By the way, I got this information off of MIT’s website about 1 1/2 ago.
Jamie
19 November 2010
Actually, the average LSAT for MIT students last year was 162.4
Lewis Percher
29 November 2010
Mensa requires a 163 for admission. With my 165 I was well within the top 2 percentile range. I believe the data you’re operating with is incorrect.
Lover of Wisdom
29 November 2010
Do you mean LSAT score? Their website (at the top) requires a 95th percentile (of the testing population) or better on the LSAT, which is a 166-167 LSAT score. A 163 LSAT score is clearly below the 95th percentile, unless they very recently re-normed the test, which I haven’t heard of.
Lewis Percher
30 December 2010
Lewis Percher:
Mensa requires a 163 for admission. With my 165 I was well within the top 2 percentile range. I believe the data you’re operating with is incorrect.
Lover of Wisdom:
Do you mean LSAT score? Their website (at the top) requires a 95th percentile (of the testing population) or better on the LSAT, which is a 166-167 LSAT score. A 163 LSAT score is clearly below the 95th percentile, unless they very recently re-normed the test, which I haven’t heard of.

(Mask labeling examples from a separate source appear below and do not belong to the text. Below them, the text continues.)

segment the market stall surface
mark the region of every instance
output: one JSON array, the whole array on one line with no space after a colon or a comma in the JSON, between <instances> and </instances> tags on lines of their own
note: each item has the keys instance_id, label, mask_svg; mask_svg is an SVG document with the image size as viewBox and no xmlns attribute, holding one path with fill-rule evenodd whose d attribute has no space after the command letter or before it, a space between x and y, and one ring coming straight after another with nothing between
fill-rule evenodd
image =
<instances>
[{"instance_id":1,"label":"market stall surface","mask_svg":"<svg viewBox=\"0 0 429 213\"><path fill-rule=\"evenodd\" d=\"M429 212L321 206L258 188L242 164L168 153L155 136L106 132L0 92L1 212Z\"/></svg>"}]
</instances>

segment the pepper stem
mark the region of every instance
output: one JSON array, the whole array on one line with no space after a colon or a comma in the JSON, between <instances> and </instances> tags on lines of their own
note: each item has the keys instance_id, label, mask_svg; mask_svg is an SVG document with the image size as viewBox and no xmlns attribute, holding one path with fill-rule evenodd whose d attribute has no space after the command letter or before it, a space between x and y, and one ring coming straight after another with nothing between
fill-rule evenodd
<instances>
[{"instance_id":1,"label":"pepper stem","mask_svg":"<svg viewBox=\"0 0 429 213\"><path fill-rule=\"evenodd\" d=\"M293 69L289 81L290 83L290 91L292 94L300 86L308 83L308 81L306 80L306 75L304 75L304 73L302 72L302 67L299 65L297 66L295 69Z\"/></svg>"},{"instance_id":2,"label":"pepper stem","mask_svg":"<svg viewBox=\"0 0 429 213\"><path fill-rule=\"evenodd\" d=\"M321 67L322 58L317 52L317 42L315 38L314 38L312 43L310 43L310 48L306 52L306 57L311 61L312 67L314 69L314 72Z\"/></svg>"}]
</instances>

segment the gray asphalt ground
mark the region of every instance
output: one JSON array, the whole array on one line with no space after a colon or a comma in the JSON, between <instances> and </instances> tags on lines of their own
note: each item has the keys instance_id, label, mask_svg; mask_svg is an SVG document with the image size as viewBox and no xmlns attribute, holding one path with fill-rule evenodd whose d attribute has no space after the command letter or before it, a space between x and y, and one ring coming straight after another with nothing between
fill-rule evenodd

They accepted me in with my 163, so I suppose test must have been re-normed after all.
In any case, the LSAT is bunk. I took it three times and scored 68th percentile, 57th, then 92nd. No reasonable test of intelligence should produce such a ridiculously wide range of results for the same person.
Lewis Percher
30 December 2010
I should mention that I’m in Canada. Maybe the whole system works differently here.
Lover of Wisdom
30 December 2010
Lewis:
I just checked Canadian Mensa. They do indeed accept a 163 LSAT score, but that is different from admission requirements for American Mensa, who accept scores at the 95th percentile, which is always normed as a 166-167 LSAT score. Perhaps they just do things differently in Canada (even though the admission scores on the other tests, e.g., GRE, where spot on, I think).
Will
21 February 2011
Your analysis is simply wrong. You can’t start with the average college graduate. The reason you cannot begin with the average college graduate assumption is that the LSAT is not a test taken by every college graduate such as the SAT is for high school students. The LSAT is only for students considering law school, and given the general rigors of getting to the point of sitting for the test, most of the those taking the test are sincere in their desire to go onto law school. What does this mean? It means that the average LSAT taker is already well beyond the average college graduate. The average LSAT taker has done well in college and has likely gone to a more difficult college. Your starting assumption is so flawed that I’m curious why you would even bother? Simply put, you are trying to take an elite level test and bend it to average standards. There is your fault and it takes little academic training or proficiency to grasp. Disclaimer: I got a 163 on the LSAT, 1390 on the SAT (old style) and my IQ was tested at 134.
Ken Huston
10 March 2011
My LSAT – 172 — 98.7 percentile
IQ – 151
Your conversion is too low!
Nietzsche
21 March 2011
The operative word is “average” guys, just because you are a special outlier doesn’t mean anything to the overall data and conclusion.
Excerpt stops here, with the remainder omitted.